Architecture

Solutions created with Kabootit are made up of many reusable pieces and a few custom pieces. Reusable pieces can optionally be connected together enabling many Kabootit applications to be easily upgraded and maintained. (See [[GIT]].)

The difference between a monolithic solution and a DRY (Do not Repeat Yourself) Kaboot solution is illustrated as follows:

Concepts

Organizing projects into dedicated business or application functionalities is achievable right now with the various plumbing abilities of Wakanda server (xhr, request handlers, RCP, REST, etc).

The trick is to wire projects up in such a way that they talk to each other through well defined interfaces so you don’t end up with spaghetti code all over the place. Done correctly, you can even achieve a git setup (with submodules) where you can keep the structure and logic of projects connected between many solutions while keeping the data localized.
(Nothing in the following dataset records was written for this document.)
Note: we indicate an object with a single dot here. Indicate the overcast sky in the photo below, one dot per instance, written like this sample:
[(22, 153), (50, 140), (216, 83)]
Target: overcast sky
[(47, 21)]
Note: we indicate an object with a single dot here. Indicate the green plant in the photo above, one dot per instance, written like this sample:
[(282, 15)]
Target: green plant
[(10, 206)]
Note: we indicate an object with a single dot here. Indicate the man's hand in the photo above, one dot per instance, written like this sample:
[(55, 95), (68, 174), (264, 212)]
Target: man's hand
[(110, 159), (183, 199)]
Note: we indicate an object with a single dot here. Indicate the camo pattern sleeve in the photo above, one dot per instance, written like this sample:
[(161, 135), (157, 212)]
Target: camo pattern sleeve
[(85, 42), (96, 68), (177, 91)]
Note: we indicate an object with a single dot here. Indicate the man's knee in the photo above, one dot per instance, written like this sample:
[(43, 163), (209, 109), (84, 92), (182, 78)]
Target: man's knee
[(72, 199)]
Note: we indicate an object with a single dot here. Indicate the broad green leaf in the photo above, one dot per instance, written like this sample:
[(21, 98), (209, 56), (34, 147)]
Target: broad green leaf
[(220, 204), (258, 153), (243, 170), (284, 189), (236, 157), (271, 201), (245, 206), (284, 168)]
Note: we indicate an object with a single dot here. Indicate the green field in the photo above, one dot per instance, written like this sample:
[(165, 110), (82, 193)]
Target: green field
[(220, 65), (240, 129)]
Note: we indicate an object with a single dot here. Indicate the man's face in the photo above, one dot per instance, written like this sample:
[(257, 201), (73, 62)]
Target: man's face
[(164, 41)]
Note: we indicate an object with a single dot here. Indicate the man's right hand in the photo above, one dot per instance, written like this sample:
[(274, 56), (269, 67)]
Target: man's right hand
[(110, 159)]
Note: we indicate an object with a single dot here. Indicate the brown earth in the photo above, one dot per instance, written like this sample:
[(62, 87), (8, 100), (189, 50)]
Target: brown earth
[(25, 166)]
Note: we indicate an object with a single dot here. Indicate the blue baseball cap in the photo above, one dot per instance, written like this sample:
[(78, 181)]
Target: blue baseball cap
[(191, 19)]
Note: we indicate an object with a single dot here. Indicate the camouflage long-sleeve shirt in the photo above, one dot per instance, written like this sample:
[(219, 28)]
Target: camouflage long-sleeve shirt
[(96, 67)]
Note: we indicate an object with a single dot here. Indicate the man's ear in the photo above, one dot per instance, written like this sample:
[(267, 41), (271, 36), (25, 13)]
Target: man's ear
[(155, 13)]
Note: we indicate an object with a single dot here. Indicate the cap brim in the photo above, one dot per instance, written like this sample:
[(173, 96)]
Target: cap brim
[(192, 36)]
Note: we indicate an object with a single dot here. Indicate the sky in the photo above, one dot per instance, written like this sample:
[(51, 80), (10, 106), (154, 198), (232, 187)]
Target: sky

A few steps and we have a new client solution up and running from repo to developer machines through to staging server with all common projects linked in.

Benefits

Major benefits are achieved from this layers structure.

  1. updating, modifying or improving the functionality in one layer does not directly affect other layers
  2. interfaces between layers is simple in expectations and returns
  3. security is implied and strengthened by restricting layers to interact only with their adjacent layers
  4. debugging issues is an ordered process
  5. you can use any database just as easily as Wakanda’s
  6. easy to implement complex transactions
  7. freed from event chaining/firing headaches
  8. runtime security management per SaaS

Issues with monolithic apps

Monolithic apps are not inherently bad. They just become bad when you try to make them scale and do more than a few things:

  1. bolting on security, visibility and functionality to core classes via all the various meta data points is repetitive
  2. data format in structured wakanda classes doesn’t usually mirror UI representation and thus needs to be “marshaled”
  3. sometimes the client needs to send multiple async calls to get something done
  4. wakanda’s default REST URL structure not necessarily what a widget sends
  5. wakanda’s default REST is hard to lock down granularly and know what is going on and who can do what and see this or that
  6. multi project data access only exposes data, not methods

By “bad” I mean “creates technical debt”, “slow”, “spaghetti code”, “hard to maintain”, “hard to debug”, “lots of downtime”, “untestable”, “insecure”, etc. Technical debt can be managed up to a certain point in monolithic apps with various techniques such as refactoring, brute force, and weekends spent at the office.